When an agent answers the incoming call and engages the
caller in conversation, as Soto did here, he intercepts a call intended for the
individual in possession of the phone and pretends to be that person in order
to obtain information or create a new exchange with the caller. The agent's
impersonation of the intended recipient constitutes a meaningful difference in
the method and scope of the search in contrast to merely pushing a button to
view a text message. The agent is not simply viewing the contents of the phone
(whether incoming text messages or stored messages), but instead, is actively
impersonating the intended recipient.
Here, agent Soto did so by answering a call, concealing the
fact that he was a border patrol agent, and leading the caller to believe that
the information he was exchanging was with Lopez.
U.S. v. Lopez-Cruz, supra.
Finally, the prosecution’s second argument attempted to
analogize the consent given by
Lopez to the contents of a search
warrant. The government reasons that because we held that answering incoming
calls did not exceed the scope of the relevant search warrant in
two cases, U.S. v. Ordonez, 737 F.2d 793 (U.S. Court of Appeals for the 9th Circuit 1984) and U.S. v. Gallo, 659
F.2d 110 (U.S. Court of Appeals for the 9th Circuit 1981), the answering of
incoming calls following a consent to search the phones does
not exceed the scope of that consent.
U.S. v. Lopez-Cruz, supra
(emphasis in the original).
The Court
of Appeals found that a search warrant is “materially different” from a consent
search because the former is
`limited by the extent of the probable cause’ on which the
warrant is based. In re Grand Jury Subpoenas Dated Dec. 10, 1987, 926
F.2d 847 (U.S. Court of Appeals for the 9th Circuit 1991). In contrast, a
search pursuant to consent is limited by the extent of the consent given for
the search by the individual. Florida v. Jimeno, supra. Unlike a
scope of the search warrant case, in which we review for whether the evidence
seized was `reasonably related to the purpose of the search’ (that is,
reasonably related to the probable cause supporting the issuance of the warrant),
U.S. v. Ordonez, supra, in a
scope of consent case, we review for what `the typical reasonable person
[would] have understood’ the parties to have said to each other, Florida v.
Jimeno, supra.
U.S. v. Lopez-Cruz, supra.
The court pointed out that the
only authority to search agent Soto had
was pursuant to Lopez's consent. Accordingly, the government's position that
the reasoning of Gallo and Ordonez applies
here is simply incorrect. An individual who gives consent to the search of his
phone does not, without more, give consent to his impersonation by a government
agent, nor does he give the agent permission to carry on conversations in which
the agent participates in his name in the conduct of criminal activity.
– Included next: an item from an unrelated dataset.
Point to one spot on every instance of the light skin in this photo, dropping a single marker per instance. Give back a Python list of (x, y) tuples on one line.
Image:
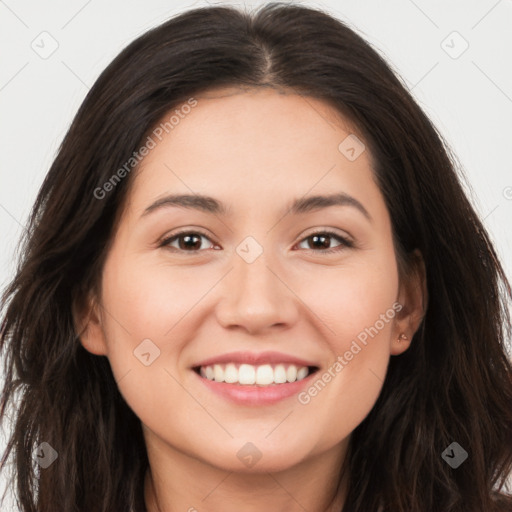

U.S. v. Lopez-Cruz, supra.
It therefore affirmed the district court’s granting
Lopez-Cruz’s motion to suppress, and noted that “specific consent to answer” a
cell phone is necessary to justify such action.
U.S. v. Lopez-Cruz, supra. It therefore affirmed the district court’s
order suppressing the “evidence obtained by answering Lopez’s cell phones”. U.S. v. Lopez-Cruz, supra.